From the steam engine and automobile to electricity and the computer, dramatic paradigm shifts in society have coincided with monumental leaps in technology. Many predict the next leap will be artificial intelligence.
Up until now, almost all scientific breakthroughs have made the world a better place in the long run. Innovation is to improve quality of life, and people continue to work toward new innovations in the hopes of improving quality of life. Today, scientists have hit a crossroads where they have lost vision of the sole reason for scientific development. Although it is hard to believe in a time of sustained economic growth and record-low unemployment, artificial intelligence has a strong possibility of disrupting our current way of life. The problem is not whether artificial intelligence is scientifically possible, but why scientists are trying to perfect artificial intelligence in the first place.
Many have a false conception that job loss from artificial intelligence is limited to repetitive manufacturing jobs. According to a recent survey by 352 artificial intelligence experts, artificial intelligence will be able to do just about any job a human can within the next 40 years. Software and computers will evolve to the point where jobs in business, engineering and medicine will be performed by computing technology. Google has announced it has already programmed robots to write poetry.
Scientists have proved the point that they can artificially create a machine as intelligent as a human. But beyond the mere knowledge of knowing scientists are capable of creating such machines, society gains very little relative to the negative consequences that will come from artificial intelligence.
As a result of further automation, companies can save money and consumer products will be cheaper, but these minute advantages are irrelevant if people create a world where society can function without humans playing a leading role. From predicting what the future may hold when people no longer have to work, some economists have even promoted the idea of a universal income, where everyone receives a base salary. In fact, Finland is currently undergoing a two-year experiment of having a universal basic income.
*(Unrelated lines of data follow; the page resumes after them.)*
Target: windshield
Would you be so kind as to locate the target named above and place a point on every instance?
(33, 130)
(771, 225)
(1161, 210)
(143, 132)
In the frenzy and complexity of artificially intelligent technology, people have avoided questioning the real purpose of artificial intelligence. Society would be heading in the wrong direction if most of the population no longer needed to work, losing the main purpose of an individual’s role in society since the beginning of modern civilization. Economists can begin arguing on how to best supply income to a world without work, but economists would be more helpful in explaining why society would even want a world without employment being commonplace. Furthermore, I’m not necessarily sure people need poetry and best-selling novels written by robots. Increasing computing technology may have once increased quality of life, but developments in artificial intelligence are moving away from societal benefits and instead toward permanent drawbacks that emerge from scientific achievement.
Avoiding the development of artificial intelligence may seem as avoiding progress, but there are other problems the world’s top minds can focus on: disease, poverty and maybe even hunger. In his book “The Industries of the Future,” former Senior Advisor for Innovation Alec Ross argues we were promised decades ago that the world today would be cured of disease and filled with flying cars. Instead, innovators have created watches that count footsteps and phones that speak back. Scientists should focus first on the most pressing problems that face society and then decide how to scientifically approach effective solutions.
Technological development can improve quality of life. However, scientists are pushing society down the wrong track. The world should not avoid technology and development, but scientists and innovators must keep quality of life as the top priority when pushing the limits of what’s possible.
Joshua Udvardy is a UF environmental engineer junior. His column focuses on science.